Openvpn on tcp 443 and nextcloud not accessible from internet

Hi,

I have just installed nextcloud on my raspberry pi 2. I am also running pihole which uses port 80 for admin webpage and pivpn which runs on 443 tcp and udp.

I have managed to change the apache to run on a different port than 80 and i can access nextcloud from within my LAN and even the app works fine too.

On my firewall, I have 443 tcp and udp forwarded to my pi local ip address and my openvpn works fine. I have added port-share option on my openvpn server.conf and I am using port-share 4443 so that the traffic can pass to this port number internally.

My apache2/port.conf looks like below:

If you just change the port or add more ports here, you will likely also

have to change the VirtualHost statement in

/etc/apache2/sites-enabled/000-default.conf

Listen 880

Listen 4443 Listen 880

vim: syntax=apache ts=4 sw=4 sts=4 sr noet

my 000-default.conf looks like below:

<VirtualHost *:880>
ServerName mydomain.ddns.net
Redirect permanent / https://mydomain.ddns.net/
# The ServerName directive sets the request scheme, hostname and port t$
# the server uses to identify itself. This is used when creating
# redirection URLs. In the context of virtual hosts, the ServerName
# specifies what hostname must appear in the request’s Host: header to
# match this virtual host. For the default virtual host (this file) this
# value is not decisive as it is used as a last resort host regardless.
# However, you must set it for any further virtual host explicitly.
#ServerName www.example.com

    ServerAdmin webmaster@localhost
    DocumentRoot /var/www/html

    # Available loglevels: trace8, ..., trace1, debug, info, notice, warn,
    # error, crit, alert, emerg.
    # It is also possible to configure the loglevel for particular
    # modules, e.g.

my default-ssl.conf looks like below:

Servername mydomain.ddns.net ServerAdmin webmaster@localhost
            DocumentRoot /var/www/html

            # Available loglevels: trace8, ..., trace1, debug, info, notice$
            # error, crit, alert, emerg.
            # It is also possible to configure the loglevel for particular
            # modules, e.g.
            #LogLevel info ssl:warn

            ErrorLog ${APACHE_LOG_DIR}/error.log
            CustomLog ${APACHE_LOG_DIR}/access.log combined

There are two issues I am facing as per below:

First issue: I cannot access nextcloud from the internet. Can you please help me how this can be achieved once you have looked at my files above. I do not want to change my pihole port 80 and pivpn 443. I would like to use alternative ports such as 880 and 4443.

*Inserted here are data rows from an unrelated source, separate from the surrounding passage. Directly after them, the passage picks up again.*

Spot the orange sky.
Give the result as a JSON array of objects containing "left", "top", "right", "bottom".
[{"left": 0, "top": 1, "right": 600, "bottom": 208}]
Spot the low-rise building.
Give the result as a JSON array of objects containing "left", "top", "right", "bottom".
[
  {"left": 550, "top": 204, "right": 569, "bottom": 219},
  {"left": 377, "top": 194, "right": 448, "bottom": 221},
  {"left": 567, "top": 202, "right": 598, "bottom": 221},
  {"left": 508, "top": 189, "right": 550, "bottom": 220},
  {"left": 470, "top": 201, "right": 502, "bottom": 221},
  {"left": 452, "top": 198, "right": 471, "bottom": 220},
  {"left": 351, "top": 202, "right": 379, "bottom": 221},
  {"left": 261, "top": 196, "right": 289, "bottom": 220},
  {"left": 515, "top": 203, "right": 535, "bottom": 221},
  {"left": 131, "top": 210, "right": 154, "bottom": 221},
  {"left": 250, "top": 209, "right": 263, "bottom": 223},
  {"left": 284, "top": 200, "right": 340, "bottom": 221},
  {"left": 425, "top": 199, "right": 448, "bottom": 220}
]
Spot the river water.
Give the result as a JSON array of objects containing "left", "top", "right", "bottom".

Second issue: I have not been able to install SSL using certbot. my understanding is as the nextcloud is not using standard 80 and 443 ports, its causing issues for certbot to verify my website etc. I would like to understand how I can achieve this given the above information.

Happy to post any more files or run commands.

Look forward to response.

Best regards,

V P

First issue: I’d recommend forwarding ports 880 and 4443 from your router temporarily, to verify that Nextcloud and your web configuration are working as intended (i.e., would be accessible from the internet if properly forwarded). OpenVPN is, in my experience, far more likely to be mis-configured here; if you find that to be the case, you can seek out some help on it specifically.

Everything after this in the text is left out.